Taranto, Danucci: 'A Bisceglie con sserenità, professionalità e grande cura dei dettagli
DI ALESSIO PETRALLA
E’ il momento della finale di ritorno di Bisceglie con il Taranto che è in vantaggio per 2-1. A presentare la gara è il tecnico Ciro Danucci: “La fortuna è una componente che va cercata anche attraverso il gioco. Però io credo molto nel lavoro e nell’atteggiamento che i ragazzi devono avere durante la settimana. Il lavoro e l’atteggiamento possono portarci lontano”.
LA CONDIZIONE: “Hadziosmanovic ha fatto lavori a parte in questi giorni, Loiodice si è allenato negli ultimi due giorni, non toccava il pallone da dodici, tredici giorni: valuterà se impiegarlo dall’inizio o in corso d’opera. Trombino e Labianca non saranno della partita”.
IL BISCEGLIE: “Lavopa è un ottimo calciatore, forte per la categoria. Oltre alla tecnica è un lottatore: un calciatore completo. Cercheremo di limitarlo”.

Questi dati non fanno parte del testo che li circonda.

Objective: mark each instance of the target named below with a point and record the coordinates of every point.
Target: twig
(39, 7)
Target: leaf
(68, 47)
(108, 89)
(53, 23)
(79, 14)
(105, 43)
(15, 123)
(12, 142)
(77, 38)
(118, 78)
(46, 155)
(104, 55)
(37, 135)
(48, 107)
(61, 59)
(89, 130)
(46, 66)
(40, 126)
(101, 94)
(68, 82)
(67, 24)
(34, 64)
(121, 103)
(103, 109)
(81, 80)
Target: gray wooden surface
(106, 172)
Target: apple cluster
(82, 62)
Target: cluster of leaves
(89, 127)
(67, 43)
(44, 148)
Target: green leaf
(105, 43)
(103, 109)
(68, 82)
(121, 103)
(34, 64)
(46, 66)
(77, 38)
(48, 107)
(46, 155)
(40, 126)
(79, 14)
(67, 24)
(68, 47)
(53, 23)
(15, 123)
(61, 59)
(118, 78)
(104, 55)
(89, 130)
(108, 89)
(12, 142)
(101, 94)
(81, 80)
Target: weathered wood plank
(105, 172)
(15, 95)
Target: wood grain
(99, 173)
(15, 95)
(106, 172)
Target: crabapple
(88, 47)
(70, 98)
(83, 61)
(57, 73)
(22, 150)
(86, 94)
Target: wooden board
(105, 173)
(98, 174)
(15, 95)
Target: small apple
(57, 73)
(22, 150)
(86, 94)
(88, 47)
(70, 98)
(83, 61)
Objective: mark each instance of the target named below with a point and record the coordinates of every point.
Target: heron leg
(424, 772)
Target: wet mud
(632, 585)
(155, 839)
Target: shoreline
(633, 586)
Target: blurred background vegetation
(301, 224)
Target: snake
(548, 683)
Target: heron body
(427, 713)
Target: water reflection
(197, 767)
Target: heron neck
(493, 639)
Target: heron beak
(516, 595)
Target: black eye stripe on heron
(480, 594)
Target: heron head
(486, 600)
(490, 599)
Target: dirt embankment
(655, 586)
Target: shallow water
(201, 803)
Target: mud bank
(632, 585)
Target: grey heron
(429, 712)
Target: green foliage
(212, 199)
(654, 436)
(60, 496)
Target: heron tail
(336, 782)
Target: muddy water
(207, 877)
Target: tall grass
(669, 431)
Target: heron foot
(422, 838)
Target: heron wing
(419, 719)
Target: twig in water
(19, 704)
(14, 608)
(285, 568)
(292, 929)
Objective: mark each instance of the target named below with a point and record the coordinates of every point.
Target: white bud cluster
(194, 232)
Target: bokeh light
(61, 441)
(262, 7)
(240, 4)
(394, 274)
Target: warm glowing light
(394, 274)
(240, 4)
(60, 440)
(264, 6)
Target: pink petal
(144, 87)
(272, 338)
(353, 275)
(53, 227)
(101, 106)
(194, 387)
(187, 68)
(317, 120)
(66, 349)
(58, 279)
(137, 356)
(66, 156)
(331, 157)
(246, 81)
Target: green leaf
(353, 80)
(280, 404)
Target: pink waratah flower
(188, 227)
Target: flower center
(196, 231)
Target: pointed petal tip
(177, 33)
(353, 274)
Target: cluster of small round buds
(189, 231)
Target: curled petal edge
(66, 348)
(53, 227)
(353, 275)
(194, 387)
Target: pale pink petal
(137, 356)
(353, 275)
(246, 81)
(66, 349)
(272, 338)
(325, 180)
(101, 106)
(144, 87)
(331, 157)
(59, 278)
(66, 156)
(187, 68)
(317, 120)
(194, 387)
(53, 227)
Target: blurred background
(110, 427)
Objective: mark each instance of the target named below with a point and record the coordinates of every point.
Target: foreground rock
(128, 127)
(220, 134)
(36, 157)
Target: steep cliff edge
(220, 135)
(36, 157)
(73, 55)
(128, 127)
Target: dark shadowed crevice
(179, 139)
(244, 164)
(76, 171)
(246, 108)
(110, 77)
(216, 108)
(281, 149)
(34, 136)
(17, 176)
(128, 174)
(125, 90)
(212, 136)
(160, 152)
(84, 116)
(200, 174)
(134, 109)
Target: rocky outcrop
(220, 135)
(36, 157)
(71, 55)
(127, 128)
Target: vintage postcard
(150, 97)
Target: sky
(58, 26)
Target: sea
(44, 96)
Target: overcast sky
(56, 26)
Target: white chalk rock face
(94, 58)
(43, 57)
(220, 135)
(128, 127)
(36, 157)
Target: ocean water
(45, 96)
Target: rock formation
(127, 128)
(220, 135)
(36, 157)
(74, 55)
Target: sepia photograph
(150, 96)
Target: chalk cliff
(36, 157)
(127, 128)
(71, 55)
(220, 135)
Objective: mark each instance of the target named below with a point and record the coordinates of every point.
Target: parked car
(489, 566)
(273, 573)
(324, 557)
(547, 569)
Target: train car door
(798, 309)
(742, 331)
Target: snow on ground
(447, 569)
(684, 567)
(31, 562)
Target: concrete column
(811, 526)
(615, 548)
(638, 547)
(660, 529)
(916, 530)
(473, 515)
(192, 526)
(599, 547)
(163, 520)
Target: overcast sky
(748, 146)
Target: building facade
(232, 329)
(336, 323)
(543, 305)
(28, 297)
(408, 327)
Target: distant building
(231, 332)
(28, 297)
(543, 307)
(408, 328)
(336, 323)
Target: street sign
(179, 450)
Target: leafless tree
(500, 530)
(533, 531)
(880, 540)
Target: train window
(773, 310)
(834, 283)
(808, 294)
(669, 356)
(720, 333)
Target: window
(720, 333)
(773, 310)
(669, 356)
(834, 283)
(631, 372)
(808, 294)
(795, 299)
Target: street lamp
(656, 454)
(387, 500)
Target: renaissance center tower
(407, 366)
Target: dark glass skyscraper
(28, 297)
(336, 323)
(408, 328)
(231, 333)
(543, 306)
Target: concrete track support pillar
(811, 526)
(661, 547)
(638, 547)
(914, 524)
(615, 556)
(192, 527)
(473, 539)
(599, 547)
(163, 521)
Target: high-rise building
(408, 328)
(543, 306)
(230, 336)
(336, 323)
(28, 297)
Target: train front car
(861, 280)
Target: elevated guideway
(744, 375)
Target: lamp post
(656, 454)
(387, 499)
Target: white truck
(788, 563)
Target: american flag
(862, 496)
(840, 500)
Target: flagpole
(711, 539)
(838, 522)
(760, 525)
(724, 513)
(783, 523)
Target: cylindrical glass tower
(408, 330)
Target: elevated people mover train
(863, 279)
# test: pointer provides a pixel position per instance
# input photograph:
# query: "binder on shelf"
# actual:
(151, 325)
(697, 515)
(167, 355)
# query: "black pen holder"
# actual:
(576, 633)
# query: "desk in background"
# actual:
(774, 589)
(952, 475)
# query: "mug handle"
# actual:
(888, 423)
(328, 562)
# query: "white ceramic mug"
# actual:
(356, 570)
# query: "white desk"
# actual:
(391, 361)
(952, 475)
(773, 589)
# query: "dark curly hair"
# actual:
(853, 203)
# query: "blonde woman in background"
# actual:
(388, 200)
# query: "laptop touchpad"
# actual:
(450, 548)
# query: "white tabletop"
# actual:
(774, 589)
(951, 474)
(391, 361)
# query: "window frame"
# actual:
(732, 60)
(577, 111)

LA GARA: “Vincerà chi sbaglierà meno. Servirà serenità, professionalità e grande cura dei dettagli. La vivo con tranquillità e cerco di trasmettere ai ragazzi autostima e consapevolezza. Affrontiamo una formazione ben allenata che si trova in testa alla classifica e giocheremo su un campo difficile e caldo. Ci faremo trovare pronti cercando di gare una grande partita e di metterli in difficoltà sapendo che sfideremo un avversario ben messo in campo. Questa finale ha una storia a se”.
SANSO’ E AGUILERA: “Lo spagnolo sta lavorando da più tempo ed è arruolabile. Sansò può Iessere una soluzione se Hadziosmanovic non dovesse farcela”.
I TIFOSI: “Dispiace per l’assenza dei nostri tifosi: in una finale dovrebbero esserci entrambe le tifoserie. Sappiamo quanto sono importanti e cercheremo di fare una grande gara anche per loro”.